HMP database retrieval and MetaPhlAn2 analysis

We chose HMP database (http://hmpdacc.org/) as a reference to do the structural and functional analysis. First, we downloaded the complete genome sequences and annotation of the human gut microbiome, which contains 358 publicly available human microbiome genomes generated from the National Institutes of Health (NIH) Human Microbiome Project and the European MetaHIT consortium. Besides, we added the LcZ genome (http://www.ncbi.nlm.nih.gov/) to the database to evaluate the influence of LcZ on the microbiome. We then aligned our metagenomic and metatranscriptomic data to the genomes with Bowtie2⁶⁵, allowing no more than one mismatch. The MEGAHIT was used to generate assembled contigs⁶⁶. After that, we calculated the reads number and RPKM (Reads Per Kilobase per Million mapped reads) value for each contig and gene in the database. We then obtained the abundance of different taxonomic levels from species to kingdom by adding relative contigs abundance together. To consistently estimate the functional composition of the samples, we annotated the genes from the HMP database using COG orthologous groups and KEGG pathways by blastx program with e-value 1e−5. We ensured that comparative analysis using these procedures was not biased by data-set origin, sample preparation, sequencing technology and quality filtering.

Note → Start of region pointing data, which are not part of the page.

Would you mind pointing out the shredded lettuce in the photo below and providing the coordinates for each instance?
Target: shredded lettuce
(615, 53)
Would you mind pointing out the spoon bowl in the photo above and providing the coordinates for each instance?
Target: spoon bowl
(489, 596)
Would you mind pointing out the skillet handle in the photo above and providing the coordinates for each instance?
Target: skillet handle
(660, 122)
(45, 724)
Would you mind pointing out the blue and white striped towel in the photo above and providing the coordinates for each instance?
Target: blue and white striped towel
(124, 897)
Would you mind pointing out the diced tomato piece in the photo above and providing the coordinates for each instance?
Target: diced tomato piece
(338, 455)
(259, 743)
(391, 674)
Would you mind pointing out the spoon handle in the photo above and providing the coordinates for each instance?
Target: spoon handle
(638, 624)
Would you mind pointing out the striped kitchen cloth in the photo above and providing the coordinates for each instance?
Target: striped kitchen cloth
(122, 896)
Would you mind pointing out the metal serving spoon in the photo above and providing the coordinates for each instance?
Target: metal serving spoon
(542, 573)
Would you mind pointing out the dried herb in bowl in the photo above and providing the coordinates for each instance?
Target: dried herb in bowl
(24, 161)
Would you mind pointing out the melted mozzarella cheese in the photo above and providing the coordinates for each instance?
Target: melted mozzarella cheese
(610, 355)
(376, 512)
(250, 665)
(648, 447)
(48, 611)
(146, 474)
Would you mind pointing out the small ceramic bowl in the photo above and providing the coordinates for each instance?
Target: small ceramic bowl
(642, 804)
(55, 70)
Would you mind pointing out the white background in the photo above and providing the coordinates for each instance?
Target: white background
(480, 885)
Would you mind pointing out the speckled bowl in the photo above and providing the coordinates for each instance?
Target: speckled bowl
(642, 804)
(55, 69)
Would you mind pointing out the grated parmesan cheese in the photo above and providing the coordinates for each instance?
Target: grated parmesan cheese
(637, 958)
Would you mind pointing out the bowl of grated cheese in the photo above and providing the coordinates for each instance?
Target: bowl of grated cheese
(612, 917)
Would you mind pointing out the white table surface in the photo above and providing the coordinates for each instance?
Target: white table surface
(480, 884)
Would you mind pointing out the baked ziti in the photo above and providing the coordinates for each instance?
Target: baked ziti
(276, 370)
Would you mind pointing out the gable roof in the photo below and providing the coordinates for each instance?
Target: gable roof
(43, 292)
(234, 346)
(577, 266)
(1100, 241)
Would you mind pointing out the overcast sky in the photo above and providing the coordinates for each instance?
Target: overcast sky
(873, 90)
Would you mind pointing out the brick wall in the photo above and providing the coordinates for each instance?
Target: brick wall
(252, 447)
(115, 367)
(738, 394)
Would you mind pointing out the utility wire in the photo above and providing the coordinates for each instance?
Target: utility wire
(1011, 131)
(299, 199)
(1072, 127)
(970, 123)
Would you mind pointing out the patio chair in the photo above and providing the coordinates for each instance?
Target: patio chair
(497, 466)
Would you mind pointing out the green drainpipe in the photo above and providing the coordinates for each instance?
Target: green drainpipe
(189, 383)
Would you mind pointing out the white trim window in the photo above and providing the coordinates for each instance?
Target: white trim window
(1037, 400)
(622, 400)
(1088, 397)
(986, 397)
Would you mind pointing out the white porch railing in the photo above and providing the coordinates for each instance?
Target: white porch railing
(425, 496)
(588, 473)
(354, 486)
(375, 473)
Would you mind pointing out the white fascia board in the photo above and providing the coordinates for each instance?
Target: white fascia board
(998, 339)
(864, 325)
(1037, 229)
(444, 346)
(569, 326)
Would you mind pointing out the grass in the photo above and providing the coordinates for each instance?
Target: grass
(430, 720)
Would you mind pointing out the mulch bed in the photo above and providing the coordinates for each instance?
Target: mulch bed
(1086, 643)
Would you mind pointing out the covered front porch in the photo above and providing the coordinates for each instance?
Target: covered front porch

For meta-transcriptomic gene abundance, to study gene expression alteration changed by ingestion of LcZ, we compared the expression change between day 14 and day 0, day 28 and day 0 and day 28 and day 14. First, we got differentially expressed species (Wilcoxon rank-sum test) and extracted all genes abundance from these species, and then obtained the differentially expressed genes. We then used WGCNA⁶⁷ method to classify the differentially expressed genes as modules based on their expression pattern. After classification, we used the annotation of KEGG to obtain the functional enrichment pathways by hypergeometric test.

For both meta-genomic and meta-transcriptomic reads, we have applied the MetaPhlAn2 and GraPhlAn software (54) to obtain the relative abundance of each species. Top abundant species of all samples were used to make a dendrogram heatmap via hierarchical clustering. After the calculation of species abundance, we got differentially expressed species to analyze the influence of LcZ on transcription variation.